I'm from Argentina and I put some info about argentinian snow resorts in this thread: http://www.snowboardingforum.com/showthread.php?t=53059


----------



## zed (May 21, 2013)

Chile, but it's expensive and a bit of a mission to get there. NZ is good, I boarded in Queenstown & Wanaka + heliboarding and it was great. But we had heaps of snow, the best they'd had in 14 years or something. Some places are still OK with shit snow, but I think NZ would suck if there wasn't much snow.


----------



## Noreaster (Oct 7, 2012)

Chile hasn't had good snow for a few years now. Hoping this season breaks the pattern.


----------



## AntipodeanSam (Apr 19, 2013)

Get over here to NZ, Queenstown/Wanaka, you will not regret it, flights will not be cheap, book places to stay early and it isn't too bad, Beers will cost you a few extra bucks I'm sure..... But well worth it!!


----------



## Anaru (May 15, 2013)

NZ!! me and mates make the trip across the ditch (from aus) back to my home land every yr. This yr bein the first we haven't booked a trip.

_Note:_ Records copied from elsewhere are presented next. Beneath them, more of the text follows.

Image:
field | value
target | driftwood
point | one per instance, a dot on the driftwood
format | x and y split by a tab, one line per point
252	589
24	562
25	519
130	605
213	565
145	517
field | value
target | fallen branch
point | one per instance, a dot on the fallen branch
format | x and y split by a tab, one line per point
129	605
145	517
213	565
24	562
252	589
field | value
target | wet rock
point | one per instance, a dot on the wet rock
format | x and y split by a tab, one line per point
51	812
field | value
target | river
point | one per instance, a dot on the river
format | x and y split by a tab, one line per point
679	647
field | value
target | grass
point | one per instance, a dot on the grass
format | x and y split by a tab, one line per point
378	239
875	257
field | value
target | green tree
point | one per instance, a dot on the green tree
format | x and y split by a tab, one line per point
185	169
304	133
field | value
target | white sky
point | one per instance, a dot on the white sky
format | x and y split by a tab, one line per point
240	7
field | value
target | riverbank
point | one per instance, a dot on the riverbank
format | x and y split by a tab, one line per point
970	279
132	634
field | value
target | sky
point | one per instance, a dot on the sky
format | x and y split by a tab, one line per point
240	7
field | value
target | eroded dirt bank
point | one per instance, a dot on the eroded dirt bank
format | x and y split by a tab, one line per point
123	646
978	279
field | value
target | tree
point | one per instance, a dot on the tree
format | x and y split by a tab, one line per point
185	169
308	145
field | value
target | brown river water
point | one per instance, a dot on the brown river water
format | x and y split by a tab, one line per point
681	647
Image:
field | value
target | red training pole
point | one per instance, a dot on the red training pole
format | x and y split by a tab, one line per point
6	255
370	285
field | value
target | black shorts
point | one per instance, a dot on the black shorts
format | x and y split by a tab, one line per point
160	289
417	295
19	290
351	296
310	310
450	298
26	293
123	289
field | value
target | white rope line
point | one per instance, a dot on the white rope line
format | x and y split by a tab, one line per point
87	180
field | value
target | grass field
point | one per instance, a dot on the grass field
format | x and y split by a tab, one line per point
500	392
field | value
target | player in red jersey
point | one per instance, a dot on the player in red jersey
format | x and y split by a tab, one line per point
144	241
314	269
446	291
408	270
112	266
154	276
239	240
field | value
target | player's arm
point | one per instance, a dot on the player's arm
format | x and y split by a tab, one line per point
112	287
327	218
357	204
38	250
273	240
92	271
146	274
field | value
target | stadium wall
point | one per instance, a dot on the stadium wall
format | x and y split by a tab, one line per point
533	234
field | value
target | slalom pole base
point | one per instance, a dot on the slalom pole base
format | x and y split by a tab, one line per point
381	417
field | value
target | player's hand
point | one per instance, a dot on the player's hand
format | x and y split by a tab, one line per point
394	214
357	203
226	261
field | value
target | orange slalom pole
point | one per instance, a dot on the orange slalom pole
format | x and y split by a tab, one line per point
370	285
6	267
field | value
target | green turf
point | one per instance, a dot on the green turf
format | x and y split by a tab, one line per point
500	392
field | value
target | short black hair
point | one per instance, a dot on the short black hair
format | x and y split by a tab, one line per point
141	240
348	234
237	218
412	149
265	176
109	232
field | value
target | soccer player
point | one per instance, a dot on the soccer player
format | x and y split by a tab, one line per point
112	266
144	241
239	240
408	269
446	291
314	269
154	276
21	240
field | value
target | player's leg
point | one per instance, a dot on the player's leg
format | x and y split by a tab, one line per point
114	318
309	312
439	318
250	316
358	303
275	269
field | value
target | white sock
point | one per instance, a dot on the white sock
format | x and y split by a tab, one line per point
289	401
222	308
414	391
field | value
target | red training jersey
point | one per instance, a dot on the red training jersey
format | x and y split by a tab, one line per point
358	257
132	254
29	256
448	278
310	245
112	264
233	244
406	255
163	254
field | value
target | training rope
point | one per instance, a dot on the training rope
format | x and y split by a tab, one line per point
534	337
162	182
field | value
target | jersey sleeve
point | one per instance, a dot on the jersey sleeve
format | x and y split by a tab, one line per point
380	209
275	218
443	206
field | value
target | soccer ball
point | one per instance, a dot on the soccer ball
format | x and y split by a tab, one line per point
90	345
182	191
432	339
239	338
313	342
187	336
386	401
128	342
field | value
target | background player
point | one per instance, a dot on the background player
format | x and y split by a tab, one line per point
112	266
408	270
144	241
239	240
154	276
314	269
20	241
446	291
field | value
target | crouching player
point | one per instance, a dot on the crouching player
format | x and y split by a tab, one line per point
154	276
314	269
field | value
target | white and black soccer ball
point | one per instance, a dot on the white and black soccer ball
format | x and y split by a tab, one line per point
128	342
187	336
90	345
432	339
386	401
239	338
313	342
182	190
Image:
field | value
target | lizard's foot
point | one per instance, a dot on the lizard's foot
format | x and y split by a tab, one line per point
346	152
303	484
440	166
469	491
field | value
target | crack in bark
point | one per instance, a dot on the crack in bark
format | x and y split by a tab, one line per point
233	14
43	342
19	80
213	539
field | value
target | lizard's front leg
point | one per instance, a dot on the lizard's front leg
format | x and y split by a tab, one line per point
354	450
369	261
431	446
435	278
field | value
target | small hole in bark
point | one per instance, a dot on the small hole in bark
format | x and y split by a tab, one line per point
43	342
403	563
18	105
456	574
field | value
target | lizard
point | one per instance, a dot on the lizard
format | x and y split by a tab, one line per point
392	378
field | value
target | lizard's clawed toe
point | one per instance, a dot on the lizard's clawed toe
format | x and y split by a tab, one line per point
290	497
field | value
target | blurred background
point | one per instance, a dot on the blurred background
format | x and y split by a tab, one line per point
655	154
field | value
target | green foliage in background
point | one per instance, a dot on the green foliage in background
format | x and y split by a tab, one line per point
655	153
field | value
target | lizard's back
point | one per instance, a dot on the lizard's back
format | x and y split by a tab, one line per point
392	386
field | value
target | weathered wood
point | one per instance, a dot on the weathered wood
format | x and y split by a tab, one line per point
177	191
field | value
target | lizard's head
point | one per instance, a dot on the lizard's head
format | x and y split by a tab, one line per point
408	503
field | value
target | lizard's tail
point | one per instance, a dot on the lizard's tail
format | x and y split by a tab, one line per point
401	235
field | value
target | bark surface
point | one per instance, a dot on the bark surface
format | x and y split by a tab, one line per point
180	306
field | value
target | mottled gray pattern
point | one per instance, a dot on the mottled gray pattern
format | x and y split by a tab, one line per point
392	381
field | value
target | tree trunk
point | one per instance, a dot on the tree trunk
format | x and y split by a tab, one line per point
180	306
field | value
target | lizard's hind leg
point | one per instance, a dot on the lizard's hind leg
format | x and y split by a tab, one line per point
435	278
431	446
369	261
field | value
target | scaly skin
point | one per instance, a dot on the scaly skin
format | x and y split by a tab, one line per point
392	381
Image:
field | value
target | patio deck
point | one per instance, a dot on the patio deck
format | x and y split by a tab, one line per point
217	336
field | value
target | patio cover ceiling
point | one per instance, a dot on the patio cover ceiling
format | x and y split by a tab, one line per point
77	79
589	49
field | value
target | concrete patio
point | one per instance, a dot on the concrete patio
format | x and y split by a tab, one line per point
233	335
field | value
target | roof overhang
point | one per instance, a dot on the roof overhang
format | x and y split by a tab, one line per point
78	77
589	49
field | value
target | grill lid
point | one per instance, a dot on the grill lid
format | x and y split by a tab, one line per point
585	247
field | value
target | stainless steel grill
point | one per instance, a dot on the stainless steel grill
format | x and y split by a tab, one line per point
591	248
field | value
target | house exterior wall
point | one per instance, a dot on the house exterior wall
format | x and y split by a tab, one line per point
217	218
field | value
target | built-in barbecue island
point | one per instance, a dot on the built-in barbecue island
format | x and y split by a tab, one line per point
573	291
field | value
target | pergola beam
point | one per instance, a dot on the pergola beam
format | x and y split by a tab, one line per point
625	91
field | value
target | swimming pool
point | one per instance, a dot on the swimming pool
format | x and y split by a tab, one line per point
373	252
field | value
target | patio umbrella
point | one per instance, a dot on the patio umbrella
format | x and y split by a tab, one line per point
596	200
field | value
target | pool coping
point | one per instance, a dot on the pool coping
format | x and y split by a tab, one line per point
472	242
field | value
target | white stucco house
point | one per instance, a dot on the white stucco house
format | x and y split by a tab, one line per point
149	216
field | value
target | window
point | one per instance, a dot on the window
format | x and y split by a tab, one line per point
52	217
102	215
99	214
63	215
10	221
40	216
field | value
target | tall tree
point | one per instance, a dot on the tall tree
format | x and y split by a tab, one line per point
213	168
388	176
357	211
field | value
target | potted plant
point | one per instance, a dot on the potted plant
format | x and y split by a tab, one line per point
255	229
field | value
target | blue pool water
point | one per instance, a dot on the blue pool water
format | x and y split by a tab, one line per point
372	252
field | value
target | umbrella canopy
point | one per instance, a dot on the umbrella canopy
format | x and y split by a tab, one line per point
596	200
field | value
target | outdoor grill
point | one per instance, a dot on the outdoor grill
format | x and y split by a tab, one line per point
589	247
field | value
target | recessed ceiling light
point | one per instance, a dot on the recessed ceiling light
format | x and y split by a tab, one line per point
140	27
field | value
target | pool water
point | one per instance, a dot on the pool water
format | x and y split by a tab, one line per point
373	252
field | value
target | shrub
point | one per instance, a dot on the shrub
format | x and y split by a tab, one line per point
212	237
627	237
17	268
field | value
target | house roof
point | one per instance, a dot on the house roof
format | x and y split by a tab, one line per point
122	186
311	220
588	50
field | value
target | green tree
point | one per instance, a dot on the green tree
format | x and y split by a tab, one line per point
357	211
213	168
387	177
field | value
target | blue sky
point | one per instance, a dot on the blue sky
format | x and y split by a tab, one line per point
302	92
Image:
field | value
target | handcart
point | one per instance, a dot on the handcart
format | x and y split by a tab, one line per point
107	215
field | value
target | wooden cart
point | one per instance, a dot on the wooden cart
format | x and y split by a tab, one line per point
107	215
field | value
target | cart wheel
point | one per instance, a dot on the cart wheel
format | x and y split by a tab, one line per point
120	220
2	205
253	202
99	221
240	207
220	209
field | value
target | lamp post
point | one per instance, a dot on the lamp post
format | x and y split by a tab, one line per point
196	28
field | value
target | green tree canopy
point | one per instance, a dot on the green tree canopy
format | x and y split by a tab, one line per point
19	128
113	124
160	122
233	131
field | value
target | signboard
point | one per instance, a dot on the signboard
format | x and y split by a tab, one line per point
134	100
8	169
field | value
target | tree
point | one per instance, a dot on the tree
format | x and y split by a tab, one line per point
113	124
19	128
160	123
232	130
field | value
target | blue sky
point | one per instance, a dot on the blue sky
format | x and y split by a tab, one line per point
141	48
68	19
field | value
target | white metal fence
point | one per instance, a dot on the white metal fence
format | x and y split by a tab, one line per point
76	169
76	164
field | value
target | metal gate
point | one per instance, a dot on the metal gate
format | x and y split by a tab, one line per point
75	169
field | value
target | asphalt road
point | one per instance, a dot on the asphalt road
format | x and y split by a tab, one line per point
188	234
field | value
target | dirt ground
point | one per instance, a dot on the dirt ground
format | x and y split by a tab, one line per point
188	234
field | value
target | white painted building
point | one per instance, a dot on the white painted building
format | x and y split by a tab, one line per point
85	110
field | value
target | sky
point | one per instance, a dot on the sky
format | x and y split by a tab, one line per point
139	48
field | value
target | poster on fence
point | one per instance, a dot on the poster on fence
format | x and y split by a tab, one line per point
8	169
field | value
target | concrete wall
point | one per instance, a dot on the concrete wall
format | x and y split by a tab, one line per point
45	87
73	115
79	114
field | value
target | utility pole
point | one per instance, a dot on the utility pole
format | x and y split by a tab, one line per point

South island is better then north but it is so much more expensive in queenstown then up north.

For Aussies it's cheaper to fly to Nz for 10 days including flights accom and passes then it is to stay at perisher or thredbo in nsw.


----------



## vilobao (May 28, 2013)

I'm from Brazil and going to Chile on August 1st.. Snow predictions for this year are positive! I would consider... there are a few great options like: Valle Nevado (where im going), Las Leñas, Chapelco and Portillo.


----------



## Zenhugh (Dec 25, 2012)

NZ is a great place just to visit generally and in August there is usually a plentiful supply of the white stuff. If you are taking your Fiance then Queenstown is the place to stay as there is heaps to keep her occupied with whilst you hit the mountains. You have 4 resorts with 1 and a half hours drive. Note that there is no on mountain accom so either a hire car or catch a bus is the way up the slopes. Breathtaking scenery however so not a problem. You can also do plenty of other adrenaline fueled activities there. They also have heliskining, snowkating and splitboarding tours from Wanaka and Queenstown.
I have heard good things about Chile and would like to try sometime but it is expensive for me to get there both from Russia or from Australia when I'm there.


----------